The ten feature documentaries premiering at the festival — festival screenings are split between Blackwood’s newly-opened Maxime Cinema and its historic Miner’s Institute — do more than justify the festival’s international name. Stories from Palestine, Ecuador, New Jersey, Porthcawl, and Serbia are just a few of the places the festival touches upon.

That international outlook is also backed up with a series of talks, discussions and networking events aimed at connecting Welsh filmmakers, particularly those in colleges and universities, with industry professionals and the wider world of filmmaking. Film is, ultimately perhaps, the most collaborative of all the arts. Without human connections and relationships, it struggles to grow, and getting young filmmakers to be a part of the wider film world is of utmost importance.
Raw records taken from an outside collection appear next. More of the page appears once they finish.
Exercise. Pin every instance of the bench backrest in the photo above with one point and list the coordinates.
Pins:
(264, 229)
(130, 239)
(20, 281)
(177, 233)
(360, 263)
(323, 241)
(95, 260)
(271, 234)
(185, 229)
The importance of a sense of connection and empathy is invaluable to the act of storytelling. Take An Eye for an Eye as an example (Wednesday 5th April, 5pm, Maxime Cinema). It tells the story of Mark Stroman who in the aftermath of 9/11 went on a racially-motivated killing spree in Texas, murdering two men and seriously injuring another, believing them to be Middle-Eastern Arabs. During his years on death row, he ruminates on his actions, slowly realising the graveness what he has done and coming to renounce his previous self.

As director Ilan Ziv slowly tracks Stroman’s transformation, the sole surviving victim Rais Bhuiyan, now partially-sighted, finds out about Stroman’s change. A Bangladeshi-American Muslim, Bhuiyan decides to spearhead a campaign to have Stroman’s death sentence appealed, quoting the Qur’an: “to save one life is to save all of mankind.” In these divided times, in the aftermath of Brexit and Donald Trump’s Presidency, An Eye for an Eye’s powerful message of peace, compassion, and forgiveness is of utmost importance. To follow an individual’s transformation from a violent figure of hate to one of openness, self-realisation, and sorrow is a courageous act in and of itself.

Not all documentaries have to be as heavy however. There’s space in WIDF too for lighter, endearing work: portraits of family life, and engrossing stories of plain ordinariness. Two Worlds, directed by Maciej Adamek (Thursday 6th April, 3pm, Maxime Cinema), and Why Dragan Gathered His Band, directed by Nikola Spasić (Wednesday 5th April, 7pm, Maxime Cinema) tell stories about two very different families. What one notices, however, is how both stories are inflected with optimism, warmth, and good humour.

Two Worlds tells the story of 12-year-old Laura, whose parents are both deaf. Acting as their guide to the outside world, interpreting and communicating for them, she has to take on a lot more responsibility than the average 12-year-old, but of course, she is still only 12 years old. She likes to play with her friends, ride her bike, and avoid working too hard at school.

Why Dragan Gathered His Band tells the story of a Roma musician in Serbia: a single parent trying to raise his three sons. All four of them are musicians and it provides the family’s main source of income. Dragan’s dream is to send them to a conservatoire so they become professionals. It’s drenched in the passion and innate sadness inherent to folk music from the Balkans, but what also comes through is Dragan’s sunny optimism, the talents of his children, and the family’s laid-back vibe.

This is just a smidgen of what will be available at WIDF this year. The problem with quality cinema today is not its production, but its distribution. The films at WIDF deserve to be seen; the crucial part is seeing them.